Le désir piégé par l’outil de nos euphories
L'exponentialité du système producteur d'abondance n'est pas seulement coincé dans les limites physiques de l'écosystème et du système géo-politique mais encore piégé par une disproportion exponentielle entre l'exponentialité de la production d'abondance et l'exponentialité plus exponentielle du désir.

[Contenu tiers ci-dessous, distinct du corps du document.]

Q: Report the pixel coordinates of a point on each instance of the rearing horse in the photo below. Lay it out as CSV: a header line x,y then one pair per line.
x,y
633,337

Enfermé dans l'incontournable limitation du `progrès' piégé, le désir humain ne peut pas ne pas s'y piéger lui-même. Une homéostasie entre l'infini du désir et la nécessaire finitude de l'abondance étant impossible, il reste à l'ensemble du système de production de nos euphories de tourner pour tourner. Comme si la fuite en avant, suprême `transcendance' possible de notre modernité, se suffisait à elle-même pour combler la frustration relancée à l'infini.
Le système de l'outil exponentiel crée l'homme à son image et à sa ressemblance. Un homme articulé. Un homme désarticulé. Un homme réarticulé. Un homme manipulé. Un homme conditionné. Un homme utilisé. Un homme chosifié. Un homme industrialisé. Un homme mécanisé. Un homme fabriqué. Un homme mercantilisé. Un homme en miettes.
Il y a des moments de grâce où l'essentiel en l'homme proteste. Mai 68 fut un de ces moments, si mal compris parce qu'irrécupérable par les idéologies régnantes.
Lorsque l'essentiel du projet humain tend à s'identifier avec la consommation et la production, inévitablement le désir se fait happer dans le cercle vicieux qui boucle le consommateur sur le producteur et le producteur sur le consommateur. Et même de façon exponentielle à la manière d'une `boule de neige' qui grossit démesurément. Comme le `progrès' lui-même. Voilà le désir de l'homme piégé dans l'infernale boucle qui l'asservit dans l'illusion de le combler. Consommer de plus en plus. Donc produire de plus en plus. Pour consommer plus encore...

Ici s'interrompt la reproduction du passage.